Swap! by Steve Light

Published by Candlewick Press

Summary: Two sailors have a problem: their ship is too old to sail. When one of them loses a button, the other has an idea.  Swap!  They swap the button for two teacups; two teacups for three coils of rope; two of the coils of rope for four oars.  Slowly their collection grows until they have enough items to refurbish the ship.  Then it’s anchors a-weigh, and they are back out to sea.  40 pages; ages 3-7.

Pros: Although the story is simple, the artwork is not. Similar to Light’s two previous books, Have You Seen My Dragon? And Have You Seen My Monster?, the main story is told with color, while the black-and-white activity is mostly in the background. That activity is pretty complex, though, and will have kids poring over the pages to see all that’s happening.
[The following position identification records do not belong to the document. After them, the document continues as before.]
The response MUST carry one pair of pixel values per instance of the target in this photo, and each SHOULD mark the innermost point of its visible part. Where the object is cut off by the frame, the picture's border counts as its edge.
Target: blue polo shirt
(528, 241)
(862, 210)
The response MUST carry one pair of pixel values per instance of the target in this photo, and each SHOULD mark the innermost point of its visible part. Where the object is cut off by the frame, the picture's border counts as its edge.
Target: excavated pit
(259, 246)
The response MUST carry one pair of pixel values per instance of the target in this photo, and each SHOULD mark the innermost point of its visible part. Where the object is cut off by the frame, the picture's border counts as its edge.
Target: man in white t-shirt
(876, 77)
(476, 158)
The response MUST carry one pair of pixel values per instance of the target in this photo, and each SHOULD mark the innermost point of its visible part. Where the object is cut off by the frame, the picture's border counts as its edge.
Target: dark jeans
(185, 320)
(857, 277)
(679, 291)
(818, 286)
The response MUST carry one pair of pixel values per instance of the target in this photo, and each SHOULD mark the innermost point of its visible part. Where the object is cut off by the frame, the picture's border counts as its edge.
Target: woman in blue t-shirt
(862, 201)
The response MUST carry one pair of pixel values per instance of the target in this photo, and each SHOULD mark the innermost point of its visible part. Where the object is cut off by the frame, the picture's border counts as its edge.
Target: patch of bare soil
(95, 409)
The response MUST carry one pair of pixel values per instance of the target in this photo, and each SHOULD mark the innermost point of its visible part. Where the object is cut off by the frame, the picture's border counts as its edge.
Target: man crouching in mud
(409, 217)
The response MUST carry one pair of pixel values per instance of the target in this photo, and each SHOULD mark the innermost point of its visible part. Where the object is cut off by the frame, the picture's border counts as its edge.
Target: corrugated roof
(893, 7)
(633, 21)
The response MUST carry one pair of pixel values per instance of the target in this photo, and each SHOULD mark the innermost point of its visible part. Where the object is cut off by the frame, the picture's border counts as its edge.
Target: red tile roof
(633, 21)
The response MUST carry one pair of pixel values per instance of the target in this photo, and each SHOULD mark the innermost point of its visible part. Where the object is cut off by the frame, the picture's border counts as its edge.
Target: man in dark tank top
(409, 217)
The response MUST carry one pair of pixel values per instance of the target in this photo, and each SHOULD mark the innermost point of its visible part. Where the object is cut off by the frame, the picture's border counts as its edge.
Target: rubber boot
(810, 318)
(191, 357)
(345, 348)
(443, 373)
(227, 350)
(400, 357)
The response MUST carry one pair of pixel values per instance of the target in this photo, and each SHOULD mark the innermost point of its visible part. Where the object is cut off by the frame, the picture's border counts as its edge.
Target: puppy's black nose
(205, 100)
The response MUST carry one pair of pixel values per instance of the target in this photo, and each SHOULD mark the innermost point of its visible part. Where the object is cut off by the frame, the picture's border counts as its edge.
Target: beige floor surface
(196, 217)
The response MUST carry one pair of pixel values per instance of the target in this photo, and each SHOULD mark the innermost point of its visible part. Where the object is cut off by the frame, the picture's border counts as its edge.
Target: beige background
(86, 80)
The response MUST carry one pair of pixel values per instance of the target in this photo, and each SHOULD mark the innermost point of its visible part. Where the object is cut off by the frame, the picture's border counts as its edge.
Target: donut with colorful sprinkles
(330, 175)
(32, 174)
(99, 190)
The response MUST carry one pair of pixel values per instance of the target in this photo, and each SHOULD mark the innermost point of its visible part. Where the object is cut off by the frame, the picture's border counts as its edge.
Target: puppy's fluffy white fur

Cons:  Due to the detailed illustrations, this is probably better for one-on-one sharing than reading to a large group.

Bloom by Doreen Cronin, illustrated by David Small

Published by Atheneum 

Summary:  “Once upon a time, in a beautiful glass kingdom, there lived an unusual fairy named Bloom.”  Bloom uses her magic to help keep the kingdom beautiful, but she’s muddy and heavy-handed (and footed), and eventually, through mutual agreement, the kingdom and fairy part ways.  Many years later, the glass all over the kingdom is breaking, and no one can fix it.  It’s decided that a messenger should go into the forest and convince Bloom to return.  The king tries and fails, the queen tries and fails; the last hope is an ordinary girl named Genevieve.  Unlike the king and queen, Genevieve isn’t afraid to get her hands dirty, and Bloom teachers her how to use the mud to make bricks and build things.  Delighted, Genevieve returns, teaches others her new-found skills, and saves the kingdom. 40 pages; ages 4-8.

Pros:  Award-winning author-illustrator team Cronin and Small contribute to make a magical tale that extols the virtues of hard work and girl power.